= Slugger O'Toole =

Weblog on Northern Ireland by Mick Fealty

Slugger O'Toole is a weblog started in June 2002 by political analyst Mick Fealty. It began life as Letter to Slugger O'Toole, focused primarily on news and comment about Northern Ireland and drawning its readership from a wide spectrum of opinion both inside and outside Northern Ireland.

"Slugger's" contributors are from a range of political perspectives, including those with links to all of the main political parties as well as a number of 'independents'. Research commissioned in the summer of 2008 by Stratagem in association with ComRes revealed that 96% of the members of the Northern Ireland Assembly (MLAs) read the blog "regularly" or "occasionally".

As of 2023 the site has published over 40,000 posts and over one and a half million comments. Each month the site gets about 70,000 readers. The site is run by volunteers and has never had any paid staff. The site is reader supported and does not get any funding.

== Play the ball, not the man/woman rule ==
The site has a fairly rigorous comments policy in which personal abuse is discouraged and commenters are urged to 'play the ball and not the man' - a refrain that has since been popularised in the wider Irish political discourse. The phrase refers to Ad hominem argument. The phrase was first suggested by early commentator Ian Parsley in 2003.

== Origins of the name ==
The name of the blog was originally a reference to a sockpuppet character invented by Tim Murphy of New York, on an old CNN community called Peace in Northern Ireland. The name of the character is in turn a reference to the traditional Irish song "The Irish Rover", best known from a version recorded as a collaboration between The Pogues and The Dubliners. The relevant line is: There was Slugger O'Toole who was drunk as a rule. Murphy's "character" was invariably drunk on Bushmills, never listened to reasoned argument, and usually espoused strong loyalist politics, which often caught the unwary or recently arrived off guard.

The idea of the Letter was to try to explain the complexities of Northern Ireland, slowly, regularly and in short bite-size pieces over a long, long period of time. Just like trying to explain something complex to a drunk man.

However, the Letter part was dropped when the blog moved from its old blogspot venue and radically re-designed and built on a different blog platform.
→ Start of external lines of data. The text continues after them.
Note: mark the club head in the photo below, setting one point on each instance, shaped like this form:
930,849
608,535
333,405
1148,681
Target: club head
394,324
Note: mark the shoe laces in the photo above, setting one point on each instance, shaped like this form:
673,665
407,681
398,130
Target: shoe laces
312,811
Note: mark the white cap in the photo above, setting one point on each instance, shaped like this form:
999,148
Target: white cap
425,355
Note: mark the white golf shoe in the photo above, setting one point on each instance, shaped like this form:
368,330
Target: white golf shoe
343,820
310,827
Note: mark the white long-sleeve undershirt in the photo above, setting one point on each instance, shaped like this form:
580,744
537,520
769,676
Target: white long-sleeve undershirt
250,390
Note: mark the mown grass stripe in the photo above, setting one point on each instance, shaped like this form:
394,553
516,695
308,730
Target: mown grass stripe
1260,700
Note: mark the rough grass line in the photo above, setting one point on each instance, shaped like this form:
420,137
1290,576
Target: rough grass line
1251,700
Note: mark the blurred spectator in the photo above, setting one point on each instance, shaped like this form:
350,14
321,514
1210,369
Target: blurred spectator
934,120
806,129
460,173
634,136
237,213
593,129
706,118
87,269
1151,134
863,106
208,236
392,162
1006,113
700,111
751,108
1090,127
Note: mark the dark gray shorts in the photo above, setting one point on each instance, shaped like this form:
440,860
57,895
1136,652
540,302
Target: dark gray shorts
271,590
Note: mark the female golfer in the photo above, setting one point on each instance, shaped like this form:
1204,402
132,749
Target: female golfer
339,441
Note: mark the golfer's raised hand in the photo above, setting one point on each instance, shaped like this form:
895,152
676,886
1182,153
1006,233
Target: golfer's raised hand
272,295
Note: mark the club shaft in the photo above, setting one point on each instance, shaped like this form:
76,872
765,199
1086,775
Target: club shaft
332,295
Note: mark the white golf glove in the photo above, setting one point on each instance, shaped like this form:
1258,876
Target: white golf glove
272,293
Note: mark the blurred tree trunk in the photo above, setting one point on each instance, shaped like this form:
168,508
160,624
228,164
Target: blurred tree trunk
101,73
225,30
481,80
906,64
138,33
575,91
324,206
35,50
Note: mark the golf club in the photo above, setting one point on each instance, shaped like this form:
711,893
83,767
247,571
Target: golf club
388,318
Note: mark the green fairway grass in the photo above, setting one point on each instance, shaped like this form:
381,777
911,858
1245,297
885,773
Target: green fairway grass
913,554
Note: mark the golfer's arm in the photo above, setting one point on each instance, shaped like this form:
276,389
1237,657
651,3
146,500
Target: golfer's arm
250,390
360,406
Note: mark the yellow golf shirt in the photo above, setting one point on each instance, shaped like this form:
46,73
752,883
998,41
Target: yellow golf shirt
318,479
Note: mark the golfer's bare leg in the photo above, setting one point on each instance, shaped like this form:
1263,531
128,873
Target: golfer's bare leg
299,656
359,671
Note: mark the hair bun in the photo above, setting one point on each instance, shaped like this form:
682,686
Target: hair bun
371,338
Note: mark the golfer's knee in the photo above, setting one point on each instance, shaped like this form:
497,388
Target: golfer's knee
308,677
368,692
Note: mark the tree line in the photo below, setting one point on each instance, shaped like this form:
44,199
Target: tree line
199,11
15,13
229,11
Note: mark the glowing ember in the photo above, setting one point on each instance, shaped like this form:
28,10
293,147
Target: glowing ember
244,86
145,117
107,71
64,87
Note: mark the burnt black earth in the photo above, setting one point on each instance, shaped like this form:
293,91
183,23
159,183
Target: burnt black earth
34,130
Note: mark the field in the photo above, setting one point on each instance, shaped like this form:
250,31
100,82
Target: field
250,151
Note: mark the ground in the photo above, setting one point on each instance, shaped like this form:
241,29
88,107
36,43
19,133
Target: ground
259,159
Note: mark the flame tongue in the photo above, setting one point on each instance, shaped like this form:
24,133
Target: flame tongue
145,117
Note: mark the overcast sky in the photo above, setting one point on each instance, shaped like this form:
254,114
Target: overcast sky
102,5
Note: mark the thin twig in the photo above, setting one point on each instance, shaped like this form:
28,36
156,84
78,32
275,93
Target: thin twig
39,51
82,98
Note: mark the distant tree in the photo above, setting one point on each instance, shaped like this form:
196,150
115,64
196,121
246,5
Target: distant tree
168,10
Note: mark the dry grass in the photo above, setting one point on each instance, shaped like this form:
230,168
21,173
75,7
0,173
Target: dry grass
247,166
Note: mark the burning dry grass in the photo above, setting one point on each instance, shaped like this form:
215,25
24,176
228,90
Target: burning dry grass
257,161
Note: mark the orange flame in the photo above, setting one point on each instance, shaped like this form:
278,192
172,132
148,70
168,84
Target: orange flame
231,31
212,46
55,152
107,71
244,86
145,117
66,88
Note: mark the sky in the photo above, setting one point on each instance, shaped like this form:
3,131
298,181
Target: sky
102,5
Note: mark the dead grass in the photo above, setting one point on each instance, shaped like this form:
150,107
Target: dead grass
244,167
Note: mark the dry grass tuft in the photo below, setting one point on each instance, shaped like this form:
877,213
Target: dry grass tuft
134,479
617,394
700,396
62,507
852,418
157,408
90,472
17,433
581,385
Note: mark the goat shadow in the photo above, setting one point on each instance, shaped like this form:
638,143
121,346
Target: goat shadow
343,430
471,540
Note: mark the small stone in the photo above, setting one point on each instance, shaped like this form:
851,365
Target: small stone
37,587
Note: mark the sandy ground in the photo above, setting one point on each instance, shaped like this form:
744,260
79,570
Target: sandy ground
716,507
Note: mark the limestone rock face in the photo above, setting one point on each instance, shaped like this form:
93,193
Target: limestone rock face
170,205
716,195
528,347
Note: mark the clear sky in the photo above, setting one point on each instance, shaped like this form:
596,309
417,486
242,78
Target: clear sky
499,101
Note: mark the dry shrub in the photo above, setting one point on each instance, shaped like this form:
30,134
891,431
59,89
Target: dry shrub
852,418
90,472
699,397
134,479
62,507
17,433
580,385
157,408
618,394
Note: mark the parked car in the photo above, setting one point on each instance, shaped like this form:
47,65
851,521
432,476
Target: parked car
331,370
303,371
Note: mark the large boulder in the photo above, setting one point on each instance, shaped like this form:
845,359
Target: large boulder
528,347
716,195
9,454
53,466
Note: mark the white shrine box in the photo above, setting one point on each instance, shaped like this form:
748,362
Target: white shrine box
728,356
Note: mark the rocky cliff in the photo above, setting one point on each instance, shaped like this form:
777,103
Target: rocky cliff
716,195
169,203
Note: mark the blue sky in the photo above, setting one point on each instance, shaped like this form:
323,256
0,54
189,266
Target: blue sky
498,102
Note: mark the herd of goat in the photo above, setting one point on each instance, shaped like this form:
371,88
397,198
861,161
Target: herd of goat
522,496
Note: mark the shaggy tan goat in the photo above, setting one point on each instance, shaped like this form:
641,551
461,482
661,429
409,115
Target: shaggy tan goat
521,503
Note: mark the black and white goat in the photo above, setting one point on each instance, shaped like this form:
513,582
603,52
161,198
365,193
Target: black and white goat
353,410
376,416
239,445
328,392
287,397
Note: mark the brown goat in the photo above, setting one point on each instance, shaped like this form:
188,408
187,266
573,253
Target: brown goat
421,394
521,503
== The Slugger O'Toole Political Awards ==
In the autumn of 2008, Slugger O'Toole announced a series of political awards. With the stated intention of 'promoting a conversational politics', the awards sought to identify good examples of democratic practice.

The inaugural awards were presented in Belfast on 7 October 2008 with comedian Tim McGarry as compere.

The 2008 winners were as follows:
- MLA of the year: Naomi Long MLA
- Up and coming politician: Daithi McKay MLA
- Journalism Award: David Gordon
- Representatives external to Northern Ireland: The Rt Hon. Peter Robinson MP, MLA
- Local Council of the Year: Belfast City Council
- Local Newspaper of the Year: The Impartial Reporter
- Councillor of the year: Deirdre Nelson
- Committee Chair of the year: Danny Kennedy MLA
- Political blogger of the year: Nevin Taggart (NALIL)
- Jobsworth Award: Assembly Commission.

The 2009 awards were scheduled to take place on 24 November at The Black Box in Belfast. The 2010 awards were going to see a change in format.

== Awards ==
- In March 2012, Slugger made the longlist for the blog section of the Orwell Prize.
- Winner the Peace Through Media Award 2009
- Shortlisted for Politics Online's "The Top 10 Who Are Changing the World of Internet and Politics" 2006 and 2009.
- "Best Website of the Month" and specially commended in the "Website of the Year Award" at the BT GoldenEye T Awards in May 2006.
- First in the "Best Political Blog" section in the Dublin based Irish Blog Awards in 2006.
- In 2005 it won "Best European Political Weblog" in the first Satin Pajamas competition held by A Fistful of Euros.
- It won the New Statesman "New Media Award" for community and information in 2004.